If the AFM was really concerned about unions it would have chosen a site in a right-to-work state rather than Nevada. Instead, the Lookout’s article makes clear the real reason for the change: the new location “boasts a 14-screen multiplex and a 170,000-square-foot meeting conference and event space.” Santa Monica simply doesn’t have the infrastructure to compete. So let’s stop blaming the striking hotel workers represented by UNITE HERE Local 11.

Many studies have shown that the increasing concentration of wealth in the 1 percent has been in part due to the decline of private sector unions that have historically allowed workers to negotiate for their fair share of the income their labor generates.

Perhaps we should instead be celebrating the endeavors by the hotel workers to address income inequality, housing insecurity and homelessness.

An article posted on the website Invisible People titled "The Role Labor Unions Play in Preventing Homelessness states, “Unsurprisingly, unions aren’t popular among the ultra-rich.

"Better pay means more even wealth distribution in a company, which means less money for those at the very top... As a result, the poor become poorer, and homelessness inevitably rises.”

Tuesday night Mayor Brock and Councilmember Parra are asking their colleagues to approve changes to the noise ordinance that would hamper hotel workers' ability to advocate for a living wage and affordable housing.

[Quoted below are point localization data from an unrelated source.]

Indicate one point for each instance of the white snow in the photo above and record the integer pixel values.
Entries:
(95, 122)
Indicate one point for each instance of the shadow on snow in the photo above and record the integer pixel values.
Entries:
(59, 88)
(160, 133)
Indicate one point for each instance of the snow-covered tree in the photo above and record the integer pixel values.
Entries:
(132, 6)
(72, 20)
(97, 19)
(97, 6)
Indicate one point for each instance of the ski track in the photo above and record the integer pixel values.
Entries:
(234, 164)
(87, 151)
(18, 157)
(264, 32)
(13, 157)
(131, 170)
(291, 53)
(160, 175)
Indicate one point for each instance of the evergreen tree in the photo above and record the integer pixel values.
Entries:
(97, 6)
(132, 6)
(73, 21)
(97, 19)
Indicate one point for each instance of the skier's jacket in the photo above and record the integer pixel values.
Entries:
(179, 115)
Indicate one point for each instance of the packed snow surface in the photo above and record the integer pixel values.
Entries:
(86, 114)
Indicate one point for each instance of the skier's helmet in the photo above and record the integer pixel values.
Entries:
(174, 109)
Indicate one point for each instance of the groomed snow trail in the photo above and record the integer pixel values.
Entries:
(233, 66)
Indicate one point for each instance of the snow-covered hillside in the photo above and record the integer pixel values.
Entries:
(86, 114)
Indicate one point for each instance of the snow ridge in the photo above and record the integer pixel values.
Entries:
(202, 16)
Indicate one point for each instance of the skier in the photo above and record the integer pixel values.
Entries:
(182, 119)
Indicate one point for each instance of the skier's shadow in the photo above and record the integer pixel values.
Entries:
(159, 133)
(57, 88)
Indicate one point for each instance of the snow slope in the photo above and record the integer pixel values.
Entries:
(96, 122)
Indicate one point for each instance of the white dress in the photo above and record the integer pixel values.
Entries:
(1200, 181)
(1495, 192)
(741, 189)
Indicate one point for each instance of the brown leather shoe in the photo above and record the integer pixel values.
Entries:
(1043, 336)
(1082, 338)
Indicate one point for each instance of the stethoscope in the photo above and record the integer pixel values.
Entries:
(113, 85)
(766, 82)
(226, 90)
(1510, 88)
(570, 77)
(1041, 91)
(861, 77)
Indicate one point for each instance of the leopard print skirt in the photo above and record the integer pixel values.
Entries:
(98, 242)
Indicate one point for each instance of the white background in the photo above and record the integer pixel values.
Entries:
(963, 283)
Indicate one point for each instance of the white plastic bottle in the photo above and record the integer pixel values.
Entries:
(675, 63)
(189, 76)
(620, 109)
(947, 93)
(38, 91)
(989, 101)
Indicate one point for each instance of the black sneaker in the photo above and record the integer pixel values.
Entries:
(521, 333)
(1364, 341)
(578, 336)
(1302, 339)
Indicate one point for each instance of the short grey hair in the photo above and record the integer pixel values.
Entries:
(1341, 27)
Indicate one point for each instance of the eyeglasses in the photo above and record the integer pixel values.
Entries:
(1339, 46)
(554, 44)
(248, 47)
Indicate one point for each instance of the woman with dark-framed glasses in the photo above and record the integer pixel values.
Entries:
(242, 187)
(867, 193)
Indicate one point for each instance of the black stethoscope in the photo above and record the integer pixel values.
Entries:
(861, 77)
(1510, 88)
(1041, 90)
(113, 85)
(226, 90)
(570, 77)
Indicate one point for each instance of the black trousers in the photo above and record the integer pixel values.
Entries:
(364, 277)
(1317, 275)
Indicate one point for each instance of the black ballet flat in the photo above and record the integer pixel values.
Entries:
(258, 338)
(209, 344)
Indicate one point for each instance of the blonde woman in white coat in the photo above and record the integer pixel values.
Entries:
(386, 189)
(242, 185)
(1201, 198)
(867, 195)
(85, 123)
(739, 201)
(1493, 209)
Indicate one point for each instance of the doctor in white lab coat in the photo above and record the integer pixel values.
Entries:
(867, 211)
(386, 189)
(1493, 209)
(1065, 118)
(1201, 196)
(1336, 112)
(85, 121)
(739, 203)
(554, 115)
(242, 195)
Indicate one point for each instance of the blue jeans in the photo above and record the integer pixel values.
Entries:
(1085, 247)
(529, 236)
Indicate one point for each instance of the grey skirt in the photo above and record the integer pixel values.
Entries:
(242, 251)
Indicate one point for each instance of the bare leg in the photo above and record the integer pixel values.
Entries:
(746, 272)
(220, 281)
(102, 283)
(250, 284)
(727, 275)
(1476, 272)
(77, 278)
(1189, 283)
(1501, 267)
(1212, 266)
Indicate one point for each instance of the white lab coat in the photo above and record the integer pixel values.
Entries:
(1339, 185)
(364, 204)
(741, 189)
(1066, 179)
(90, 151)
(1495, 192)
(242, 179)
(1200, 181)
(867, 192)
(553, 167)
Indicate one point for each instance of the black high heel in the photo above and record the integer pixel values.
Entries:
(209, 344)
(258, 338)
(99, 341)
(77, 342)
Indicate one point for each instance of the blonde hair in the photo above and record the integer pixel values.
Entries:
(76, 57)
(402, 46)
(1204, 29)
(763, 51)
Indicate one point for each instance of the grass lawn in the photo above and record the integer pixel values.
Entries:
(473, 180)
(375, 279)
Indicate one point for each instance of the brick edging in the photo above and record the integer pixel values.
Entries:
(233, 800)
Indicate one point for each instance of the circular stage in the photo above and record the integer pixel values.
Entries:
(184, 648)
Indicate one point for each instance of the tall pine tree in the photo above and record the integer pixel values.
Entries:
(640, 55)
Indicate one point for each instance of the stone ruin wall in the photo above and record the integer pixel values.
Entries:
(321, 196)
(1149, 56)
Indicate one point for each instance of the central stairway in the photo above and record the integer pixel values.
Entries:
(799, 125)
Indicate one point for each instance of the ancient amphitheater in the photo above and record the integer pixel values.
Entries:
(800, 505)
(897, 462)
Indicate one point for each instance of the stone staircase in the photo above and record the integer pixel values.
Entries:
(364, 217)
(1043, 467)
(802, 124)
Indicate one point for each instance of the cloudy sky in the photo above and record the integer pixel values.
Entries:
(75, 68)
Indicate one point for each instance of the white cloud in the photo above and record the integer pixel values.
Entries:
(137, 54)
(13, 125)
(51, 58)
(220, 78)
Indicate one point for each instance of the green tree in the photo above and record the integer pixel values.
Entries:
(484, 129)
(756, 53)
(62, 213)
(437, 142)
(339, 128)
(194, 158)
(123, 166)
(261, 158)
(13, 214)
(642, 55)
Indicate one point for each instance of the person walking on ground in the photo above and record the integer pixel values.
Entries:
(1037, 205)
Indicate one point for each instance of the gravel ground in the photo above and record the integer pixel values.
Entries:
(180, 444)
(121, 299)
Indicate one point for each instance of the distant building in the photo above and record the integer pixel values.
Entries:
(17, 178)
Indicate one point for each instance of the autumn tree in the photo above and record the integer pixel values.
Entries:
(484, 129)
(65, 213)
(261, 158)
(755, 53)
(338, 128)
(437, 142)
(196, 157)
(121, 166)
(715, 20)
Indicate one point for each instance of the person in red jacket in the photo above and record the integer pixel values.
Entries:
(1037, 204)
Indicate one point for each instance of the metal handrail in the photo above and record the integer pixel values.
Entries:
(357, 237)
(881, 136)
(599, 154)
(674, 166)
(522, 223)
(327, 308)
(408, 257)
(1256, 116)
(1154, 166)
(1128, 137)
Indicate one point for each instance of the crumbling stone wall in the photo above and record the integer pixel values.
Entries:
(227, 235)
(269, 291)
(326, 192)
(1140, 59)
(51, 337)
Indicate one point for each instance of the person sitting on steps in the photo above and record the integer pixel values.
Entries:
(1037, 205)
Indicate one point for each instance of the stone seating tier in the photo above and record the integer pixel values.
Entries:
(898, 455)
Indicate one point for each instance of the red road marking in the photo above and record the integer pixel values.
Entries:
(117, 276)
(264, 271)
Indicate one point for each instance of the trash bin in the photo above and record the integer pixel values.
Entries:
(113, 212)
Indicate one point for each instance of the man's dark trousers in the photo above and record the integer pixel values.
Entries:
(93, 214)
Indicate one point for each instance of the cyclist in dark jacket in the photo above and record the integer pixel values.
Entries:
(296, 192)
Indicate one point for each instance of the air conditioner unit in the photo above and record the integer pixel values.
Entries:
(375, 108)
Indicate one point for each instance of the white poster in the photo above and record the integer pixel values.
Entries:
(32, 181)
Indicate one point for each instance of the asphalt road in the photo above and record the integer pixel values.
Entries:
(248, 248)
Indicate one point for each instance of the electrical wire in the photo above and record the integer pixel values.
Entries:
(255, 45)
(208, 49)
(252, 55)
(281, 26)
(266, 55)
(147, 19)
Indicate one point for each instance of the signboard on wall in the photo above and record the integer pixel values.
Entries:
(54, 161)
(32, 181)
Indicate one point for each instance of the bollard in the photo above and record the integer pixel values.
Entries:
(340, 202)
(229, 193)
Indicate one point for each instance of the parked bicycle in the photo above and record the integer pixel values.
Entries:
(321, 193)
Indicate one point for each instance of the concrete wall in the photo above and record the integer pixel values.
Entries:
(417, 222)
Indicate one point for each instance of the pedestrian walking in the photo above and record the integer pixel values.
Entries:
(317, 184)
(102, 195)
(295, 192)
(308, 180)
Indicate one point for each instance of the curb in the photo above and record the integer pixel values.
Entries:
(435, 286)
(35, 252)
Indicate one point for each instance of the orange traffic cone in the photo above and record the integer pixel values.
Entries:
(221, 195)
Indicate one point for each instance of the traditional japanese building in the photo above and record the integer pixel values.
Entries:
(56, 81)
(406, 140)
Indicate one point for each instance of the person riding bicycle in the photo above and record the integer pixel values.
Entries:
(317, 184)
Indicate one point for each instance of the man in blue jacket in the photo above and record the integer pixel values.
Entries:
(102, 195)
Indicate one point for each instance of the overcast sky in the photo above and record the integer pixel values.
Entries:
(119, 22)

But since at least one hotel in our city subject to picket lines has hired migrant refugees from homeless shelters as scabs, perhaps City resources would be better directed towards enforcing our minimum wage law and housekeeper protection ordinance, including adequate training and compensation for heavy workloads?

And what about advocating for justice for the striking workers physically assaulted by hotel security and guests?Isn't that what progressive cities are supposed to do?

The vote Tuesday evening will be telling. Will Councilmembers whose campaigns were supported by PACs funded by non-union hotels align themselves with those special interests -- mostly white, uber-rich elites? Or will they veto the proposed ordinance change, casting a vote that favors the largely Latino hotel work force and their efforts to fight income inequality, to address soaring housing costs and to secure respect and dignity in the workplace?

Their labor in our hotels yield the bed tax revenues that pay for so much of City services -- shouldn’t they enjoy our support? Is our City Council truly committed to its principles of equity and inclusion or only when it's convenient to do so?

Ted Winterer
Sana Monica

(Editor's note: Ted Winterer served on the City Council from 2012 to 2020, and as mayor from 2016 to 2018.)